S. Travert : « Toutes ces demandes ont un coût »

Le ministre de l'Agriculture a expliqué qu'il entendait bien mais ne donnerait pas suite aux demandes récurrentes sur l'abaissement des seuils de déclenchement de l'assurance récolte ou le rehaussement des taux de subvention. « Toutes ces demandes ont un coût, a-t-il expliqué. Je ne donnerai pas suite aux demandes formulées dans le cadre de cette période de programmation ». Déception de la FNSEA : « Cela n'a pas un coût exorbitant, il faut le mettre en œuvre pour la prochaine campagne », insiste Christiane Lambert. Sur le plan d'investissement de 5 milliards d'euros, le ministre de l'Agriculture s'est évertué à convaincre les congressistes qu'il était consistant, qu'il comprenait « des financements importants [...] maintenus sous la forme de subventions ». En vain. « C'est flou, s'exaspère Christiane Lambert, en conférence de presse. Il répète et répète à l'envi « 5 milliards, 5 milliards », mais il n'y a aucun argent frais, c'est recyclé. Ce sont des dispositifs de garantie, mais ce n'est pas de l'argent frais.

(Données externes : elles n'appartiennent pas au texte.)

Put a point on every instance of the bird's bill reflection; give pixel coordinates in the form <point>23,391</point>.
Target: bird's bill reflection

Cela risque de faire pschittt !

Fiscalité : qu'elle serve « la relance de la compétitivité »

Même lorsque l'État crée un dispositif en faveur des agriculteurs, comme c'est le cas pour l'assurance chômage étendue dans le secteur agricole, la FNSEA reste dubitative. « Il va créer une assurance chômage qui va créer 4 points de cotisations sociales alors qu'il a déjà retiré 7 % de compétitivité puisqu'il a déjà supprimé les 7 points qu'avait donnés Manuel Valls », estime la présidente de la FNSEA. Le gouvernement dément et assure qu'à court terme, la création de cette assurance est financée uniquement par la hausse de la CSG, assise sur l'ensemble des revenus des Français. La FNSEA précise que sa crainte réside dans le déficit de la caisse d'assurance chômage. Elle redoute que les agriculteurs ne doivent à terme la combler. La FNSEA a donc affiché des demandes fortes pour le prochain projet de loi de finances, notamment après que le ministre de l'Économie a pris l'initiative de lancer un chantier spécifique sur la fiscalité agricole. « L'objectif de cette réforme devra être la relance de la compétitivité », lance Christiane Lambert, avant de s'inquiéter de rumeurs concernant les exonérations de la taxe intérieure de consommation sur les produits énergétiques (TICPE) ou des plus-values.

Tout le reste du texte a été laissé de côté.